August 3, 2009 – The pope signs record deal with Geffen Records to record his songs and prayers to the Virgin Mary.
November 23, 2009 – The pope’s new album, “Alma Mater,” is released.
June 11, 2010 – During a Mass at Saint Peter’s Basilica, the pope asks forgiveness for sexual abuse within the church and promises to do more to stop future incidents.
July 15, 2010 – The Vatican announces the toughening of its laws on priests involved in sexual abuse.
September 16-19, 2010 – The pope travels to England and Scotland, the first state visit to the United Kingdom by a pope. Pope John Paul II made a pastoral visit in 1982.
September 16, 2010 – The pope makes a statement that the Roman Catholic Church has not been vigilant enough or fast enough in responding to the problem of sexual abuse by priests.
June 28, 2011 – The pope sends his first tweet, via the Vatican’s Twitter account, to announce the launch of the new Vatican website. The tweet is prepared in advance for the pope, but he presses the send button.
May 26, 2012 – The Vatican announces that Pope Benedict XVI’s butler Paolo Gabriele has been arrested for illegal possession of confidential documents. He is suspected of leaking documents to journalist Gianluigi Nuzzi, author of the controversial book “Sua Santita.”
October 6, 2012 – The pope’s former butler, Paolo Gabriele, is convicted of aggravated theft for leaking confidential papal documents and sentenced to 18 months in prison.
October 21, 2012 – Names seven new saints, two of them Americans: 17th century Mohawk Kateri Tekakwitha, the first Native American, and Marianne Cope, a nun who devoted 30 years of her life helping lepers in Hawaii. The five other new saints are 19th century French Jesuit Jacques Berthieu, Pedro Calungsod of the Philippines, Giovanni Battista Piamarta, Maria Carmen Salles y Barangueras and Anna Schaffer.
November 21, 2012 – The pope’s book “Jesus of Nazareth: The Infancy Narratives” is released.

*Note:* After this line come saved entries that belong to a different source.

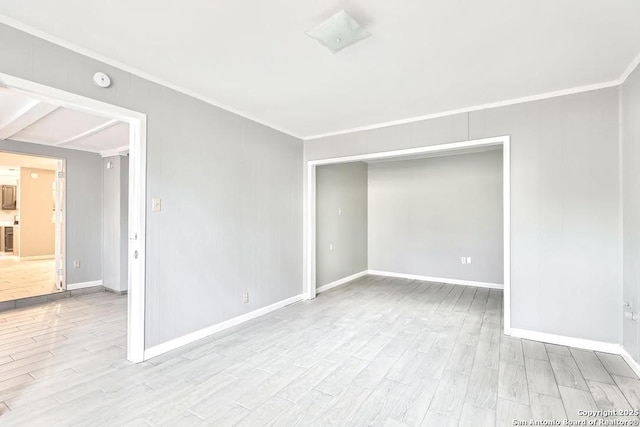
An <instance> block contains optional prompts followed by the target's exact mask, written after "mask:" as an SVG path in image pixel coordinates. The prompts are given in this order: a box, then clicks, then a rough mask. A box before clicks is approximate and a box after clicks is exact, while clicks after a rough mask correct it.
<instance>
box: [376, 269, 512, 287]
mask: <svg viewBox="0 0 640 427" xmlns="http://www.w3.org/2000/svg"><path fill="white" fill-rule="evenodd" d="M368 274H371V275H373V276H386V277H399V278H401V279H410V280H422V281H424V282H438V283H447V284H449V285H464V286H476V287H478V288H489V289H501V290H502V289H504V285H502V284H500V283H490V282H476V281H474V280H462V279H449V278H446V277H432V276H422V275H419V274H405V273H394V272H391V271H381V270H369V272H368Z"/></svg>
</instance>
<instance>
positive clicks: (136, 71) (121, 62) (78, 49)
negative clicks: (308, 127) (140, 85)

In the book, the pope claims the Christian calendar is based on a mistake by a sixth century monk, who was several years off in his calculation of Jesus’ birth date.
December 3, 2012 – The pope’s Twitter account goes live in seven languages and has thousands of followers within minutes.
February 11, 2013 – Pope Benedict XVI announces that he will retire, effective February 28. He cites his “advanced age” as the reason.
February 28, 2013 – Pope Benedict XVI leaves the Vatican by helicopter for the papal retreat in Castel Gandolfo. He is expected to remain there while the next pope is chosen. Benedict XVI will then return to the Vatican to live in a former gardener’s house. He makes his last remarks as Pope from the balcony at Castel Gandolfo, saying, “I am simply a pilgrim beginning the last leg of his pilgrimage on this earth.”
May 2, 2013 – Returns to live in the Vatican alongside Pope Francis.
February 22, 2014 – Pope Emeritus Benedict XVI makes a surprise appearance at St. Peter’s Basilica as Pope Francis creates 19 new cardinals.
April 27, 2014 – Attends the canonization ceremony of popes John XXIII and John Paul II as a guest.
November 2016 – Benedict XVI’s book “Last Testament: In His Own Words,” co-written by Peter Seewald, is released.
February 7, 2018 – Benedict XVI says he “is on a pilgrimage toward Home” in a rare public letter published in the Italian newspaper Corriere della Sera. The brief note in Italian apparently came after the paper asked the Pope Emeritus for a response to readers who were wondering how he was.